'Outlaws & Con Men - 4 Movie Collection'
(Jack Palance, Lee Van Cleef, James Mason, Gina Lollabrigida, Lionel Stander, et al / DVD + Digital / NR+PG / 2019 / Mill Creek Entertainment)
Overview: 'Outlaws & Con Men - 4 Movie Collection' is four Spaghetti Western masterpieces all brought together in the one DVD package!
DVD Verdict: 'Django Shoots First' (1966, aka 'He Who Shoots First') stars: Glenn Saxon, Fernando Sancho, and Evelyn Stewart.
Django (Saxson) recovers his father's dead body from a bounty hunter, whom he has dispatched, and instead of burying him, decides to collect the reward himself.
On his arrival in town, however, he learns that his father wasn't a criminal, but a businessman, framed by his former partner, compelling him to stay and avenge his father and try to claim his rightful inheritance.
'Django Shoots First' is another colorful, fast-paced spaghetti western.

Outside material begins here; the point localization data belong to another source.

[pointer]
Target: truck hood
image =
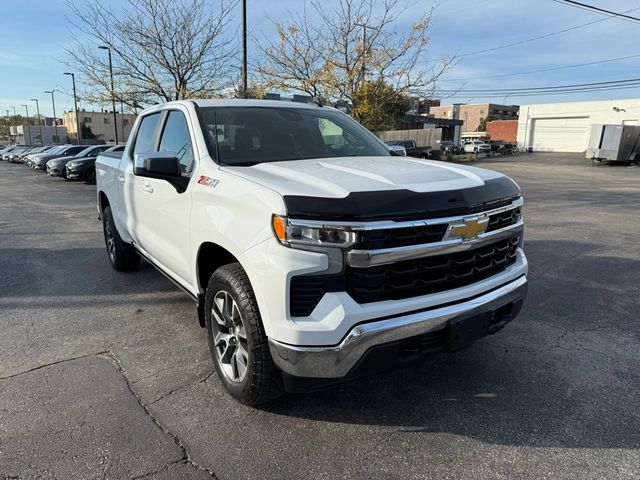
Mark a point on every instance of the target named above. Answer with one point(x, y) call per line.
point(373, 188)
point(338, 177)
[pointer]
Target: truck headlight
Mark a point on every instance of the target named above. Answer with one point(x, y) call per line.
point(300, 234)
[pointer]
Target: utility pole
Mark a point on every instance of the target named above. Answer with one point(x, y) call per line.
point(55, 120)
point(244, 49)
point(75, 103)
point(38, 117)
point(363, 73)
point(28, 127)
point(113, 93)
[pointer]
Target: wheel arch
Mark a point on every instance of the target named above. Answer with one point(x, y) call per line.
point(103, 201)
point(209, 258)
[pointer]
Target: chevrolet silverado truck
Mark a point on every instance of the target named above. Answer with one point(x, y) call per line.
point(314, 254)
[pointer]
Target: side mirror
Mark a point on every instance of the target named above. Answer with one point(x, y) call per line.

There isn't much new here, but it's a pleasantly entertaining way to spend an hour and a half, with an adequate amount of action, plot-twists, and gun-wielding heavies.
There's also a good score by Ennio Morricone's frequent collaborator Bruno Nicolai and a neat early cameo in the film's final scene, by Italian genre favorite George Eastman, who's minus his distinctive facial hair.
'Django's Cut Price Corpses' (1971, aka 'A Pistol for Django') stars: Jeff Cameron, John Desmont, and Esmeralda Barros.
The Cortez brothers rob a bank and flee beyond the Mexican border. On their trail are various people, each for a different reason: Sheriff Fulton is sent by the robbed bank to recuperate the money; Django, a head-hunter, is after them for the reward money; Pickwick is after a saddle stolen from him by the Cortez brothers; Pedro and Dolores, saloon owners, also would like to have the loot.
This is really not a bad little western. It may make you scratch your head a little in a couple of parts, but even some of the great spaghetti westerns do that sometimes. The overall story is easy to follow if you just sit back and enjoy it for what it is- mindless escapist fun.
The music is generically suitable for a spaghetti western. The acting is bad, but after a while it just seems like part of the personality of the characters. The main bad guy has a couple of unintentionally funny lines that made me chuckle.
'Bad Man's River' (1971, aka 'El hombre de Río Malo') stars: Lee Van Cleef, James Mason, and Gina Lollobrigida.
A Mexican revolutionary offers four marauding outlaws a million bucks to destroy an arsenal owned by the Mexican army.
The arsenal gets blasted, but the million bucks doesn't get delivered in this "outsmart the outsmarters" and "double-cross the double-crossers" western saga.
This eccentric Euro-Western has more in common with the revisionist, light-hearted approach of Butch Cassidy and the Sundance Kid than with any of the sadistic Italian fare shot around the same time and on the same locations.
A great, if not eclectic cast (Lee Van Cleef, James Mason, Gina Lollobrigida, Sergio Fantoni, Jess Hahn, Simon Andreu, Eduardo Fajardo, Gianni Garko, Diana Lorys) finds itself somewhat stranded - and in the case of Mason, evidently embarrassed - in the face of the film's bizarre changes of mood!
'Sting Of The West' (1972 aka 'Tedeum') stars: Jack Palance, Giancarlo Prete, and Lionel Stander.
Jack Palance and Giancarlo Prete play a pair of frontier sharpsters who are trying to sell a supposedly worthless gold mine.
When the mine turns out to be real, our two misfits, along with their inept entourage, must try and recover the deed to the mine in this slapstick SW.
Director Enzo G. Castellari, who co-wrote the cheerfully inane and eventful script with Tito Carpi and Jose Gutierrez Maesso, relates the nutty story at a constant zippy pace and maintains an amiably silly tongue-in-cheek tone throughout.
Moreover, the lively cast play their broadly caricatured parts with tremendous lip-smacking enthusiasm! This is a Widescreen Presentation (1.85:1) enhanced for 16x9 TVs.